1. D. Daniel presentó demanda de modificación de medidas definitivas contra la que fuera su esposa Dª Enma, con el fin de que en relación con su hijo Jacinto, nacido el NUM000 de 2001, se modifiquen las medidas establecidas en la sentencia de divorcio dictada por el juzgado de primera instancia e instrucción nº 1 de DIRECCION000 de 10 de noviembre de 2017, y, en su lugar, se acuerde, principalmente, la guarda y custodia compartida del hijo común por semanas alternas, mitad de las vacaciones, asunción de alimentos por cada progenitor del periodo de su custodia -sin perjuicio de que la demandada pudiera seguir administrando la ayuda pública que percibe- y pago de la mitad de los gastos extraordinarios; y, subsidiariamente, la ampliación de las visitas del padre para que pueda pernoctar con su hijo al menos dos días entre semana y la reducción de la pensión de alimentos a 400 euros mensuales.
2. La demandada y el Ministerio Fiscal formularon contestación a la demanda. La primera interesó la expresa desestimación de la demanda.

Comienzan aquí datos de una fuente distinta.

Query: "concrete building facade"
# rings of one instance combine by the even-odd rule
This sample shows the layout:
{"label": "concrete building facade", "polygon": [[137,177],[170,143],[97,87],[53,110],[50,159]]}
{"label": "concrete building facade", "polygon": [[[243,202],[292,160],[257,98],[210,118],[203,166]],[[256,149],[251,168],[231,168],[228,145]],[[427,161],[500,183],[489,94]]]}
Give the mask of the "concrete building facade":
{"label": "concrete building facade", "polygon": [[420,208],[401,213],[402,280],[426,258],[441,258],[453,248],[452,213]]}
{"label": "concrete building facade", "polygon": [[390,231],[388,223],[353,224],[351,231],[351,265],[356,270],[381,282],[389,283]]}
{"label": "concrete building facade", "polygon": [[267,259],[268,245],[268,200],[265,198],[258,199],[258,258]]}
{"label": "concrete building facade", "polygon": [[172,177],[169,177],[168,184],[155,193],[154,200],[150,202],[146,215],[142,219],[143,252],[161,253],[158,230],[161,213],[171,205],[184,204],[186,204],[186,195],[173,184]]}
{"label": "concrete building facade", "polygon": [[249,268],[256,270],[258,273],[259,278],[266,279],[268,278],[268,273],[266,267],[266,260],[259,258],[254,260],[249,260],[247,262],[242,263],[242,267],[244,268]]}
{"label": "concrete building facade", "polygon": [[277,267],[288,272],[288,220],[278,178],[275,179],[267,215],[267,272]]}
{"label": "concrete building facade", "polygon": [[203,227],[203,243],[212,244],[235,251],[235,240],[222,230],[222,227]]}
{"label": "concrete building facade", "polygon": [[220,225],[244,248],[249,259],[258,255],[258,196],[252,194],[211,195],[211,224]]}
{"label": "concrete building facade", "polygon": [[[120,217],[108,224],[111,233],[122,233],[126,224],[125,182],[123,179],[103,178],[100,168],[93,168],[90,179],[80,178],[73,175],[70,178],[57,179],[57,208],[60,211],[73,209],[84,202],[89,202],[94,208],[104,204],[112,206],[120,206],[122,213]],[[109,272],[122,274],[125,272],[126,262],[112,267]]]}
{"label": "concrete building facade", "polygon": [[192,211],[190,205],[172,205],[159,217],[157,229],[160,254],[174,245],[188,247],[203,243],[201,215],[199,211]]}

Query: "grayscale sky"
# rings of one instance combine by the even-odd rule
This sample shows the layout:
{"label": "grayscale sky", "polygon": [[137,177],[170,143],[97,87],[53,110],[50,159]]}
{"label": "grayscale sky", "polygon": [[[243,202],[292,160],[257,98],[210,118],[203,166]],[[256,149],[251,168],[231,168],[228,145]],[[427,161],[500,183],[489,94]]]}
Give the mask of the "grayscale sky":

3. Con fecha 5 de abril de 2021 se dictó sentencia por el juzgado de primera instancia e instrucción nº 1 de DIRECCION000 de 5 de abril de 2021 en la que se acuerda desestimar íntegramente la demanda, con imposición de las costas procesales al actor.
En síntesis, estima el juez de instancia que no se ha justificado que el cambio en el régimen de custodia del hijo común, con DIRECCION001, vaya procurarle beneficio alguno y sí, al contrario, perjuicio por cambio de sus rutinas.
4. El demandante interpone recurso de apelación contra la sentencia indicando, inicialmente, que pudiera concurrir una causa de falta de interés legítimo en la continuación del proceso ( art. 413.3LEC ) por alcanzar el hijo común la mayoría de edad, en cuyo caso interesa que no se impongan las costas procesales del recurso; y, si así no fuera, denuncia el error cometido por el juez en la valoración de la prueba y en las conclusiones jurídicas que alcanza.
Interesa, en exclusiva, el establecimiento de la guardia y custodia compartida.
5. La demandada se opuso al recurso e interesó su desestimación.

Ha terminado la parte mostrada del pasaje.